It turns out that artificial intelligence may give us a better chance to find life on Mars.
A group of researchers led by the team of NASA Institute of Astrobiology (NAI) of SETI Institute recently released a study detailing how to use machine learning to more effectively determine where life may be hidden on the red planet, if it exists.
Scientists decided to use an area called Salar de Pajonales to run their project-this area is located at the intersection of Atacama desert and plateau, which is famous for being uninhabitable, but not uninhabitable-because it is considered as a good substitute for the surface of Mars. The team combined still images, samples and drone lenses to draw a map of life distribution in sparsely populated areas.

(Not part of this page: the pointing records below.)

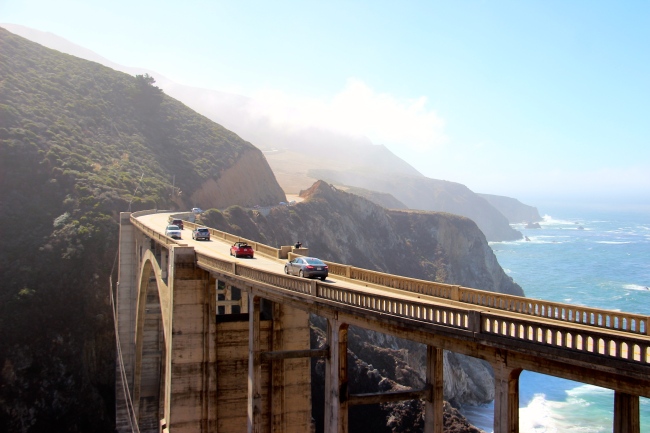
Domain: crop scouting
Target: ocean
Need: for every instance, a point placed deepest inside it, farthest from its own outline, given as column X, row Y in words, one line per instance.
column 590, row 257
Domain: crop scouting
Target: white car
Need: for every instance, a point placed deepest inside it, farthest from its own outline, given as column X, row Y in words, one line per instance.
column 173, row 232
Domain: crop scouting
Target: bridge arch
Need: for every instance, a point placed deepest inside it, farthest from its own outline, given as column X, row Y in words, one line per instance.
column 151, row 343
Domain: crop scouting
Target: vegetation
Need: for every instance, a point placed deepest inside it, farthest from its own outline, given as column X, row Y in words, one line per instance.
column 79, row 143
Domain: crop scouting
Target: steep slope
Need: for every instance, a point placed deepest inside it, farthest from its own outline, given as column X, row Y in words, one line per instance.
column 299, row 157
column 513, row 209
column 430, row 195
column 346, row 228
column 78, row 144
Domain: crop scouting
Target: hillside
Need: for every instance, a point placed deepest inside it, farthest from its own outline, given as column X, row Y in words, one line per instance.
column 299, row 157
column 345, row 228
column 513, row 209
column 79, row 143
column 430, row 195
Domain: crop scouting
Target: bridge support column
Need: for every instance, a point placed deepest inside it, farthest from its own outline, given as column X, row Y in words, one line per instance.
column 190, row 377
column 336, row 378
column 433, row 409
column 125, row 305
column 254, row 419
column 506, row 397
column 626, row 413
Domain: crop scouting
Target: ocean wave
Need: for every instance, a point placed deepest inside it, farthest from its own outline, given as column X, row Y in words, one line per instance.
column 636, row 287
column 538, row 416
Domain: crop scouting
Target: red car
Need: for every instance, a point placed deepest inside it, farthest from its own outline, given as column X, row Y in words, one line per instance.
column 241, row 249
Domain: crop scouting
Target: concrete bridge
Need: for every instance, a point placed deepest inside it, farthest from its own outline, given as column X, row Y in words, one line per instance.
column 211, row 343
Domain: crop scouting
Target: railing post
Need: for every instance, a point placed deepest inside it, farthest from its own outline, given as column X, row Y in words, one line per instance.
column 254, row 418
column 433, row 411
column 336, row 378
column 626, row 413
column 506, row 397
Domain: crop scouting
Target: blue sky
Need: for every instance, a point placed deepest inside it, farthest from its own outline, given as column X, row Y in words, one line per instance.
column 541, row 100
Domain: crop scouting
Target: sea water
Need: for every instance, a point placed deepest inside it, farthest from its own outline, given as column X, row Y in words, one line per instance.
column 584, row 257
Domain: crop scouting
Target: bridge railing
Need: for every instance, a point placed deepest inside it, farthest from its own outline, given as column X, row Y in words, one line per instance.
column 259, row 247
column 627, row 347
column 479, row 324
column 161, row 238
column 598, row 318
column 606, row 319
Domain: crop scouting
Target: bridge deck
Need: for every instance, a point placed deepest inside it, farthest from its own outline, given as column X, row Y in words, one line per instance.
column 559, row 341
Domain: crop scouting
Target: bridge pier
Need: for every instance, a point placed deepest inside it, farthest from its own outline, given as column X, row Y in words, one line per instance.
column 626, row 413
column 433, row 409
column 201, row 351
column 506, row 396
column 336, row 378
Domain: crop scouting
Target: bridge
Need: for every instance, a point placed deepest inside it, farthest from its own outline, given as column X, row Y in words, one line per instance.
column 212, row 343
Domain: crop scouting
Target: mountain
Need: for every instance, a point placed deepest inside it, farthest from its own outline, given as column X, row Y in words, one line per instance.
column 301, row 156
column 513, row 209
column 345, row 228
column 430, row 194
column 79, row 143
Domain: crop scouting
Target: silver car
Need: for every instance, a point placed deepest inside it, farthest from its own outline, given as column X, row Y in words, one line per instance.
column 308, row 267
column 173, row 231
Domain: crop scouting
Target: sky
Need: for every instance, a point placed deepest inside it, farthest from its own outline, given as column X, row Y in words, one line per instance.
column 545, row 101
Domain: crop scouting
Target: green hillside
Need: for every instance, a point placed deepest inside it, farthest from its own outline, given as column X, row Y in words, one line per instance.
column 79, row 143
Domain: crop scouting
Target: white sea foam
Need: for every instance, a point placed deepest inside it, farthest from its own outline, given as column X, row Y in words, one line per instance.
column 636, row 287
column 538, row 416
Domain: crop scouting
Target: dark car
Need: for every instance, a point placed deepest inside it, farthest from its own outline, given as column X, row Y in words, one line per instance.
column 173, row 231
column 178, row 223
column 201, row 233
column 241, row 249
column 308, row 267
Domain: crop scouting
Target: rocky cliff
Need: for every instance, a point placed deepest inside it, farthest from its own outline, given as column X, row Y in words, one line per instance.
column 346, row 228
column 514, row 210
column 79, row 143
column 430, row 195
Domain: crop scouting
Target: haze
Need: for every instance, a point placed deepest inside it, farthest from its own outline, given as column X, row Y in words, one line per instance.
column 542, row 101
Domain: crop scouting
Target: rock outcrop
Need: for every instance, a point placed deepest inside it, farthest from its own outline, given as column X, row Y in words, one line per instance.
column 346, row 228
column 514, row 210
column 421, row 193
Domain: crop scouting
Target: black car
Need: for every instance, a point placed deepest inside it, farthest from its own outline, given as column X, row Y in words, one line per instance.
column 308, row 267
column 177, row 222
column 201, row 233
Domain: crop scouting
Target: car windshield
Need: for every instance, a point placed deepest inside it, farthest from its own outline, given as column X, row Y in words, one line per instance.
column 313, row 261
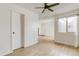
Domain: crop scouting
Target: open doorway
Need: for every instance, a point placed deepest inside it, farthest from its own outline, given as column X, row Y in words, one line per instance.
column 17, row 30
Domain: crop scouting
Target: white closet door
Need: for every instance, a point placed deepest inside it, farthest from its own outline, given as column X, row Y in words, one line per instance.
column 16, row 36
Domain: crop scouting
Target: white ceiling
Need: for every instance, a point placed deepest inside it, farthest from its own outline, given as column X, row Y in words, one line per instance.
column 63, row 7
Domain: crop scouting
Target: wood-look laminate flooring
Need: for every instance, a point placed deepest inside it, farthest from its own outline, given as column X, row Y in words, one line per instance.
column 46, row 48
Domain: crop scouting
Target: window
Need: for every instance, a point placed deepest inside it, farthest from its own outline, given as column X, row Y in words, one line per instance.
column 62, row 25
column 72, row 23
column 67, row 24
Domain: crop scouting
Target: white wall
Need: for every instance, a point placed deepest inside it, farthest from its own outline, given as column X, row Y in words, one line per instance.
column 31, row 30
column 5, row 40
column 47, row 27
column 69, row 38
column 31, row 33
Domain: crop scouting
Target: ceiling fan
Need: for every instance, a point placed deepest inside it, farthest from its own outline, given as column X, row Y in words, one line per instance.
column 46, row 6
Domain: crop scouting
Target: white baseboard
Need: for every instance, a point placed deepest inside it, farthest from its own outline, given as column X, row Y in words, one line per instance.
column 31, row 44
column 5, row 53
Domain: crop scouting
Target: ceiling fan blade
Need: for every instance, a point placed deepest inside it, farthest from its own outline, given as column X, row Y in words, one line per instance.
column 54, row 4
column 50, row 9
column 39, row 7
column 43, row 10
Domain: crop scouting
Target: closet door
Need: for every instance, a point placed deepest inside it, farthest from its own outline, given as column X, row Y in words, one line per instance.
column 16, row 30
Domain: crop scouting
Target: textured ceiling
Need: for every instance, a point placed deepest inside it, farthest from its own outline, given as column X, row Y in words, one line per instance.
column 63, row 7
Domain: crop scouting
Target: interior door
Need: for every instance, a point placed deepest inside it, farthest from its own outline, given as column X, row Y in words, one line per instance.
column 16, row 40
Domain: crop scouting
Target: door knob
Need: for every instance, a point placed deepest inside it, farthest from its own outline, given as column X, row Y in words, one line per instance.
column 13, row 32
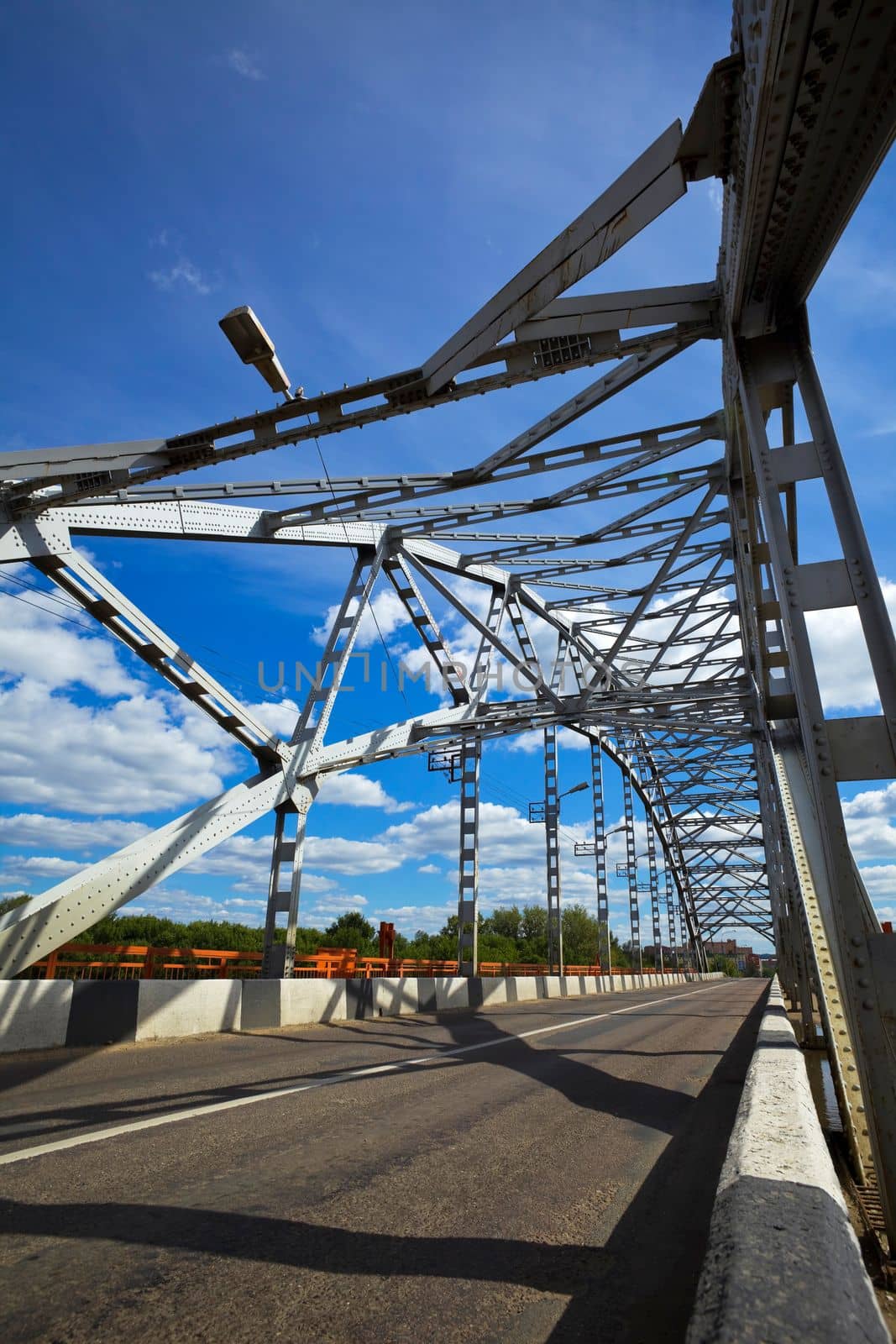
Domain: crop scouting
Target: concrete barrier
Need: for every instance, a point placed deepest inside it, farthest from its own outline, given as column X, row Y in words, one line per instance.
column 39, row 1014
column 452, row 992
column 34, row 1014
column 291, row 1003
column 187, row 1008
column 783, row 1263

Then, the researchers brought the data back to the laboratory for training artificial intelligence. The goal is to teach computers to identify which areas are most likely to have life—such as small clusters of certain geological features or scarce water sources—and to be able to extrapolate this data to other locations. Theoretically, once AI knows the life-oriented details in Salar de Pajonales, it should be able to use these patterns to find the areas that are most likely to bear life in any terrain.
And the effect is surprisingly good. Once AI learns what it needs to recognize, researchers can combine machine learning with collected statistical ecological data to find signs of life 85% of the time. Without the help of artificial intelligence, the team was able to discover biometrics in less than 10% of the time.
You can imagine how helpful it is to find life on the surface of Mars. At present, we send rovers to the land of our next-door neighbors and look for life when they drive along their own paths. Although we try to choose a landing site that has a good chance of containing life (if it exists), it is different from the best and most promising area that the rover can microscopically observe around the planet it is driving.
The research team made it clear that although the speed at which artificial intelligence-assisted programs find life is incredible, it is equally exciting to find a process that can combine long-distance and short-distance data into useful maps to find microbial life. "Although the high biometric detection rate is the core result of this study, it is equally important that it successfully integrates data sets with different resolutions from orbit to ground, and finally links regional orbit data with microbial habitats," Nathalie A said. Cabrol, an astrobiologist and the lead researcher of NAI group of SETI Institute. "Our team showed a way to transition from the scale and resolution needed to characterize livability to the scale and resolution that can help us find life."
I hope we can integrate this technology into rovers, helicopters and drones going to Mars in the near future. Maybe this will be the ticket to finally find life on the red planet.